Pour ajouter une note sérieuse, je vous engage à lire la revue émise par le Centre Lebret-Irfed basé à Paris, Développement et civilisations dont le numéro double 393-394 est entièrement consacré à ce qui se joue en Tunisie en ce moment. J’ai eu le plaisir d’en rencontrer la Directrice lors de mon dernier séjour dans notre capitale - car oui, je fréquente aussi des Directrices à l’occasion. Raison pour laquelle, nous avons accès à ce numéro en avant première.

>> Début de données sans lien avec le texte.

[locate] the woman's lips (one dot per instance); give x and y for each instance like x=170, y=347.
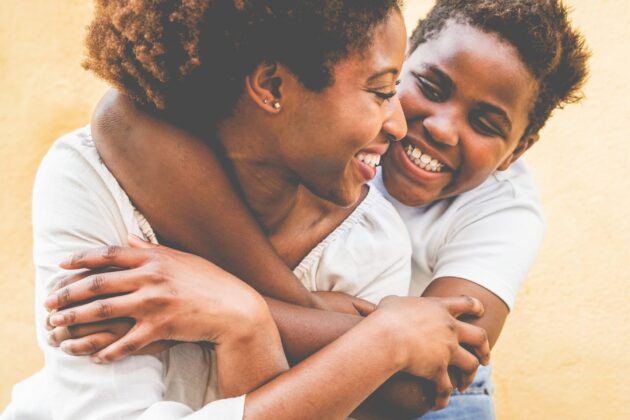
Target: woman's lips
x=368, y=159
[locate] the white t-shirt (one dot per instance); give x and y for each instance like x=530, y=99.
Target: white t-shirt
x=78, y=204
x=489, y=235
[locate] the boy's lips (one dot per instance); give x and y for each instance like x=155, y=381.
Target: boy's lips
x=425, y=157
x=414, y=171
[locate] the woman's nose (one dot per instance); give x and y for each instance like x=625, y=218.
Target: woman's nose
x=441, y=129
x=395, y=124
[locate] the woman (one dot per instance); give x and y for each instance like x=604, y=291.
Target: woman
x=278, y=166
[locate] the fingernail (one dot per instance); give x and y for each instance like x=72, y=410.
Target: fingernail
x=57, y=319
x=50, y=302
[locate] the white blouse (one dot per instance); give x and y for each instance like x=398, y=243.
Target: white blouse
x=78, y=204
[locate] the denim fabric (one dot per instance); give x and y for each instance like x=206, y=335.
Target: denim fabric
x=474, y=404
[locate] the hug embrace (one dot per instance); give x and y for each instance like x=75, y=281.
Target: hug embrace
x=286, y=209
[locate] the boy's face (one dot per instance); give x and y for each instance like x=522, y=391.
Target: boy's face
x=466, y=96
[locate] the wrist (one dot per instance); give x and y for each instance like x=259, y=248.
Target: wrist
x=389, y=334
x=251, y=318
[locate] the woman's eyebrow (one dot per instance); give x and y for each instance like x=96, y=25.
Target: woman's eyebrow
x=390, y=70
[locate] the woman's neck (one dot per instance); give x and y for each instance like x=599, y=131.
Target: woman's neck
x=271, y=190
x=294, y=219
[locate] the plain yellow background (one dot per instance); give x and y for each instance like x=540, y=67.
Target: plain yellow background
x=565, y=352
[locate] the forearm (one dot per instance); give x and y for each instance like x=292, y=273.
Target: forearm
x=304, y=331
x=496, y=311
x=250, y=354
x=353, y=367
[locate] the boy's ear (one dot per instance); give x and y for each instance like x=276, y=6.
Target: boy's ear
x=264, y=86
x=524, y=144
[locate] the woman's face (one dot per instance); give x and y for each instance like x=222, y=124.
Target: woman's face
x=332, y=140
x=466, y=96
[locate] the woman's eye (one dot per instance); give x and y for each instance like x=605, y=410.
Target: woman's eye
x=385, y=96
x=430, y=90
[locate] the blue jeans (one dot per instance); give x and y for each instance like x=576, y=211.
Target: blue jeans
x=473, y=404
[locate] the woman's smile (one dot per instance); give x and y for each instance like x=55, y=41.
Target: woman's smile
x=368, y=159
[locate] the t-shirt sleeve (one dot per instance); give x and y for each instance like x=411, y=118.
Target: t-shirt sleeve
x=74, y=208
x=493, y=245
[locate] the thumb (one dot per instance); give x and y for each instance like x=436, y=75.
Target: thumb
x=135, y=241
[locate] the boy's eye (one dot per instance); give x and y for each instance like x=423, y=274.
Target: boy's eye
x=484, y=127
x=430, y=90
x=385, y=96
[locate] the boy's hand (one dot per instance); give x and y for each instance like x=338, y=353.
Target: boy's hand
x=89, y=339
x=432, y=339
x=171, y=295
x=342, y=302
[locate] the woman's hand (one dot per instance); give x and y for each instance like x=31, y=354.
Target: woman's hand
x=171, y=295
x=431, y=339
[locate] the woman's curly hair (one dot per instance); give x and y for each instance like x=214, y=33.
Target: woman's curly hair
x=187, y=59
x=553, y=51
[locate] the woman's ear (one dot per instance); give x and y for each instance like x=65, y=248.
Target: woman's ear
x=525, y=143
x=264, y=86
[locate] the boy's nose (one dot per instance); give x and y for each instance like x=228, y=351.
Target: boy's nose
x=395, y=124
x=442, y=130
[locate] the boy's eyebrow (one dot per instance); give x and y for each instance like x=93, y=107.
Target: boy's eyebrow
x=485, y=106
x=444, y=79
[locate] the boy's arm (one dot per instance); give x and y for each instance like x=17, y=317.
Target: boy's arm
x=496, y=311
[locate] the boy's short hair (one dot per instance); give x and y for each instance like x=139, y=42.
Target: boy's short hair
x=553, y=51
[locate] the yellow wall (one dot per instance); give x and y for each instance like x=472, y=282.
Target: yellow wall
x=565, y=353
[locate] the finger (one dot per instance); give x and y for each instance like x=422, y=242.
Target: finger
x=48, y=325
x=467, y=364
x=460, y=305
x=72, y=278
x=94, y=285
x=135, y=241
x=363, y=307
x=134, y=341
x=98, y=310
x=475, y=339
x=443, y=391
x=117, y=327
x=88, y=345
x=112, y=255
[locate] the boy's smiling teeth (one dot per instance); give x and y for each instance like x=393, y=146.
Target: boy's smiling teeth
x=422, y=160
x=370, y=159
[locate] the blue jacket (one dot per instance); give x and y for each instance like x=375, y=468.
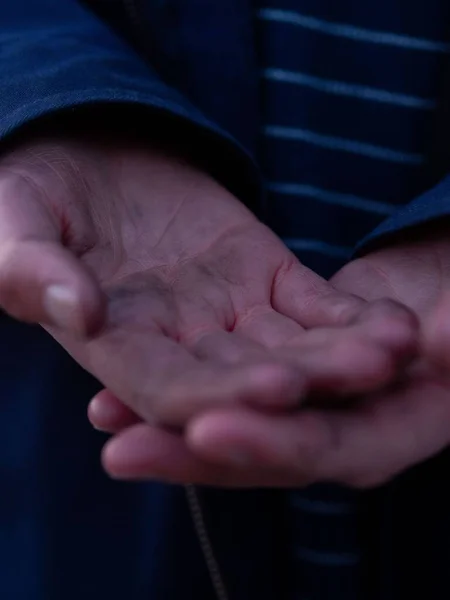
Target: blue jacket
x=67, y=531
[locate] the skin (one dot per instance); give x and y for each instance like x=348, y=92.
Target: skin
x=362, y=444
x=167, y=289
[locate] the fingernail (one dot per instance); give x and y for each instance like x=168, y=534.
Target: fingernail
x=63, y=308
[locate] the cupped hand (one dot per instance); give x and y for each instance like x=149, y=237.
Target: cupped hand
x=363, y=444
x=167, y=289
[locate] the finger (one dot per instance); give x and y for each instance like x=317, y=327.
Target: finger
x=358, y=357
x=145, y=452
x=436, y=333
x=301, y=295
x=160, y=380
x=364, y=447
x=107, y=413
x=40, y=280
x=362, y=356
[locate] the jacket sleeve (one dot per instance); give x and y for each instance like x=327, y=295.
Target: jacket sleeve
x=57, y=55
x=430, y=206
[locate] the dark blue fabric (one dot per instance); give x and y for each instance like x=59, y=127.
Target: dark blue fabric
x=67, y=531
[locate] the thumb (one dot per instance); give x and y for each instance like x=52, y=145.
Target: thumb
x=41, y=281
x=436, y=333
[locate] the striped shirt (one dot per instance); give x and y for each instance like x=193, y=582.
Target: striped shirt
x=349, y=91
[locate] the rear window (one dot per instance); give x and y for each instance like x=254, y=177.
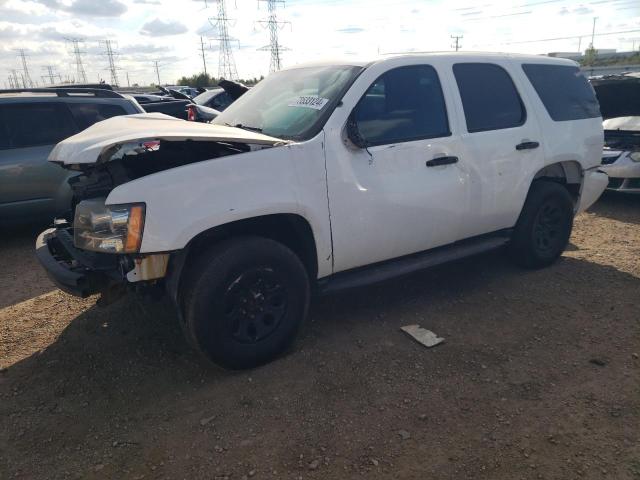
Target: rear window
x=489, y=97
x=34, y=124
x=564, y=91
x=86, y=114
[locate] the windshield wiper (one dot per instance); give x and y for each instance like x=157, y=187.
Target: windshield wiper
x=245, y=127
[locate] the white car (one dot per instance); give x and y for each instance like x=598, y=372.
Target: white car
x=324, y=177
x=621, y=156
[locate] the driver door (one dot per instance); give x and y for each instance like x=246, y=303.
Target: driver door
x=406, y=191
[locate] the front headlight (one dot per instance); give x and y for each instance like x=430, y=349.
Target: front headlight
x=108, y=228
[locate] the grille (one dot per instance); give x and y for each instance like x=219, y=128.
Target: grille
x=633, y=183
x=615, y=182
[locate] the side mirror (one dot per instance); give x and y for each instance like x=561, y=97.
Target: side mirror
x=353, y=133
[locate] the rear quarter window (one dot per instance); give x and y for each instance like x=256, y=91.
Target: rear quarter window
x=86, y=114
x=564, y=91
x=489, y=97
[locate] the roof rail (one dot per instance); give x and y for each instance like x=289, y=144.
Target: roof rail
x=100, y=86
x=67, y=92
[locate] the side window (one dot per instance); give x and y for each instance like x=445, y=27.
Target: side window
x=489, y=97
x=403, y=104
x=33, y=124
x=221, y=101
x=564, y=91
x=86, y=114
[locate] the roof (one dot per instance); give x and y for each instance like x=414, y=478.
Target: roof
x=54, y=92
x=465, y=56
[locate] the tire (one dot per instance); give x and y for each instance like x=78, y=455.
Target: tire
x=544, y=227
x=245, y=301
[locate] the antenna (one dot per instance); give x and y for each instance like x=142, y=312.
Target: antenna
x=456, y=44
x=226, y=63
x=157, y=68
x=26, y=79
x=111, y=56
x=81, y=76
x=273, y=25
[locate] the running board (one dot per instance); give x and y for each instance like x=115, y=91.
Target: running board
x=388, y=269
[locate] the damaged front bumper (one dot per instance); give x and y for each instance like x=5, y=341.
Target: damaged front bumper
x=75, y=271
x=83, y=273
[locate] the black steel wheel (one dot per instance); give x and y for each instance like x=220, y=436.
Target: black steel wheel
x=544, y=227
x=255, y=304
x=245, y=301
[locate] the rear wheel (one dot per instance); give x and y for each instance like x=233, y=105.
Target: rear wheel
x=245, y=301
x=544, y=227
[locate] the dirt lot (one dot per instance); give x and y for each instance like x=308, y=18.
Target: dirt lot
x=539, y=377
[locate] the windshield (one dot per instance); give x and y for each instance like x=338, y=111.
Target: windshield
x=291, y=104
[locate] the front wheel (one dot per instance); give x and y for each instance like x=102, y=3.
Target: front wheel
x=245, y=301
x=544, y=227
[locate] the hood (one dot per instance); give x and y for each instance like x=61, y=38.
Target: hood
x=619, y=96
x=88, y=145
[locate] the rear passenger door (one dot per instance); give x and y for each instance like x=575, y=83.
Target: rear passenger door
x=501, y=143
x=405, y=192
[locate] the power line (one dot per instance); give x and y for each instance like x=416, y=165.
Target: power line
x=51, y=74
x=81, y=75
x=16, y=82
x=26, y=79
x=226, y=63
x=111, y=56
x=204, y=58
x=273, y=25
x=456, y=44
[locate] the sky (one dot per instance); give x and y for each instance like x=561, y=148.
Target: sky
x=169, y=32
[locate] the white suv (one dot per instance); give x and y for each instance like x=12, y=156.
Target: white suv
x=323, y=177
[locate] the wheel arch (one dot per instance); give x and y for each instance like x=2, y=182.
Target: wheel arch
x=569, y=173
x=292, y=230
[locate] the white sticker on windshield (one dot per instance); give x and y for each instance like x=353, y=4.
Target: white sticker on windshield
x=310, y=102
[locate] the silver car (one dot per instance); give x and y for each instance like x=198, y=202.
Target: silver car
x=32, y=122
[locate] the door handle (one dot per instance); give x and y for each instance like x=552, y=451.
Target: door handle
x=436, y=162
x=527, y=145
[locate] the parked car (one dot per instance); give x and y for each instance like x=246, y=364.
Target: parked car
x=326, y=177
x=619, y=97
x=32, y=121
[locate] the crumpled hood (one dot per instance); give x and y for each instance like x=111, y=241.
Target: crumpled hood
x=88, y=145
x=622, y=123
x=619, y=95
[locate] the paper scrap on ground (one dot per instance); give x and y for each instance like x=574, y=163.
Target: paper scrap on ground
x=422, y=335
x=309, y=102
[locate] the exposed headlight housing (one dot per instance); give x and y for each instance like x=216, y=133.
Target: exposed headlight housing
x=108, y=228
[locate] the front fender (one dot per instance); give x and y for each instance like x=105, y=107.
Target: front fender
x=185, y=201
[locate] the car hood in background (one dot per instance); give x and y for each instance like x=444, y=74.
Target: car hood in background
x=618, y=96
x=89, y=145
x=631, y=124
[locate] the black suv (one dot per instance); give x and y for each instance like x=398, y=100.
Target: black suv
x=32, y=122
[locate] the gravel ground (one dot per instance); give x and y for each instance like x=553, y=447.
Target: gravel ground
x=539, y=377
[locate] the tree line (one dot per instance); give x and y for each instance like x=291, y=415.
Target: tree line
x=206, y=80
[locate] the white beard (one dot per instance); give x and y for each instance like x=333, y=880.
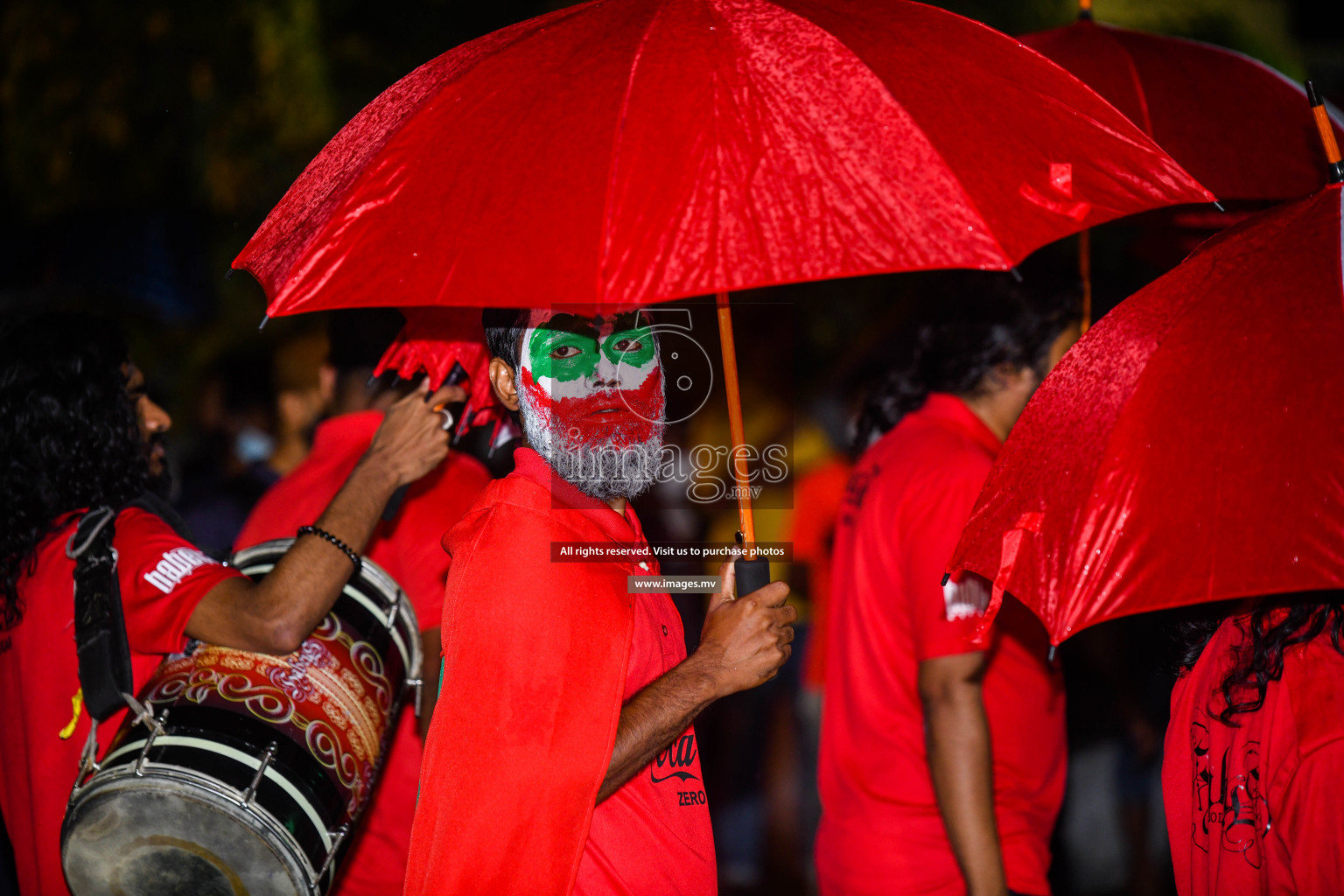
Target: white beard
x=602, y=471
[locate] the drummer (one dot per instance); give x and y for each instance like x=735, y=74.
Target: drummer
x=566, y=760
x=406, y=547
x=80, y=431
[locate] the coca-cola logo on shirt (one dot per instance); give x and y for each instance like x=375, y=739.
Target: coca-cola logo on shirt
x=675, y=760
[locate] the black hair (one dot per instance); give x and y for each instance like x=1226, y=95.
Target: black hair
x=1273, y=626
x=504, y=328
x=980, y=323
x=359, y=338
x=70, y=437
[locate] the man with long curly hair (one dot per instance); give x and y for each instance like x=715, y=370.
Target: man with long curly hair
x=80, y=433
x=1256, y=751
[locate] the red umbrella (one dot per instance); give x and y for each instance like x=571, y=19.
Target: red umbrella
x=634, y=150
x=1230, y=120
x=1191, y=446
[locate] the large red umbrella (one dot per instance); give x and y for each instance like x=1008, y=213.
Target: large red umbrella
x=634, y=150
x=1231, y=121
x=1191, y=444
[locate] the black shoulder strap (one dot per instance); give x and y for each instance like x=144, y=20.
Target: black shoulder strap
x=100, y=626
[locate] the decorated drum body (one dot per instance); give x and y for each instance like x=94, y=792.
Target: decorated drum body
x=257, y=766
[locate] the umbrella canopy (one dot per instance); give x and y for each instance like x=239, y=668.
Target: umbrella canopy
x=1231, y=121
x=631, y=150
x=1188, y=448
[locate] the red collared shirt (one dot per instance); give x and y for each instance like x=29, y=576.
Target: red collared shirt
x=652, y=836
x=905, y=508
x=539, y=657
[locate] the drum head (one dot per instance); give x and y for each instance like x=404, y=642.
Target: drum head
x=155, y=836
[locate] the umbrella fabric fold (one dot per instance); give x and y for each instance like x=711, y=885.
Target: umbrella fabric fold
x=634, y=150
x=1231, y=121
x=1187, y=449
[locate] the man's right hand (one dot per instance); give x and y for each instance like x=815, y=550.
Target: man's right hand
x=745, y=640
x=411, y=441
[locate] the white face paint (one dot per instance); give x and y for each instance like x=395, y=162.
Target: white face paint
x=592, y=399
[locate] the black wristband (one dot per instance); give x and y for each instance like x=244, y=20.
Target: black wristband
x=328, y=536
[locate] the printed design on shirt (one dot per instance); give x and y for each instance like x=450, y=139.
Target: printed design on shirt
x=331, y=697
x=967, y=598
x=175, y=566
x=1228, y=800
x=675, y=760
x=855, y=491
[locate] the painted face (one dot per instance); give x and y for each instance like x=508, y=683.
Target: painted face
x=593, y=382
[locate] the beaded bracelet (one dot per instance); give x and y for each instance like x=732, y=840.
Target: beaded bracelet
x=328, y=536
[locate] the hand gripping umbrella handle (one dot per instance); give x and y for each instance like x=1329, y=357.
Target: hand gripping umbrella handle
x=394, y=504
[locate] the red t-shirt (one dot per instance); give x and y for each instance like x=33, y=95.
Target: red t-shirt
x=542, y=654
x=654, y=835
x=1251, y=810
x=905, y=508
x=163, y=578
x=409, y=549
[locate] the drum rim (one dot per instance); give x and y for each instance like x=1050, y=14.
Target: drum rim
x=220, y=797
x=250, y=559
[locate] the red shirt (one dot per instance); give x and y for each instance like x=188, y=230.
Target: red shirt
x=409, y=549
x=905, y=508
x=163, y=578
x=1253, y=810
x=543, y=654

Reçus dans une centaine de pays, ce sont dix numéros par an qui donnent la parole à des auteurs de cultures et d’horizons différents. Les articles de fond livrent des clés de compréhension aux questions actuelles de développement, de paix, de justice et de solidarité internationales qui se posent dans un monde interdépendant. Il s’agit d’un réseau d’acteurs de terrain, personnes et organisations engagées sur les différents continents pour un développement humain solidaire. Ils définissent leurs buts ainsi :
- Être utile à ses membres en les faisant connaître et en facilitant des échanges entre eux sur des sujets de préoccupation communs tels que gouvernance et participation démocratique ; diversité religieuse, laïcité, citoyenneté et démocratie ; économie humaine ; etc.
- Apporter sur ces thèmes un éclairage international et produit dans différents contextes culturels ou spirituels ;
- Tirer des enseignements des réflexions des membres du Réseau et de leurs pratiques de développement humain solidaire, pour que « l’expertise de terrain » soit entendue par les décideurs et prise en compte par les politiques nationales et internationales.
Avant de nous séparer, amis de Sousse, Diar Soukra, Monastir, Tunis et ailleurs… je voulais vous remercier pour l’accueil et le temps agréablement passé en votre compagnie. Chokran.
Je vous souhaite de conserver votre art de vivre où un rendez-vous pris aujourd’hui, sera peut-être honoré demain.
Où la poésie fleurit sur des enseignes cabossées, où l’esprit critique remplace le désœuvrement, où la révolte n’est pas juste un vain mot.
Un pays où jeunes et vieux se côtoient encore, où les créneaux s’exécutent en marche avant pour ne pas se faire piquer sa place, où des femmes de ménage partagent leur goûter dans les toilettes des dames avec les touristes égarées.
Oui, changez ce qui doit l’être et gardez le meilleur, Yaâychek, c’est ce que je vous souhaite. Sbeh lel khir chez vous.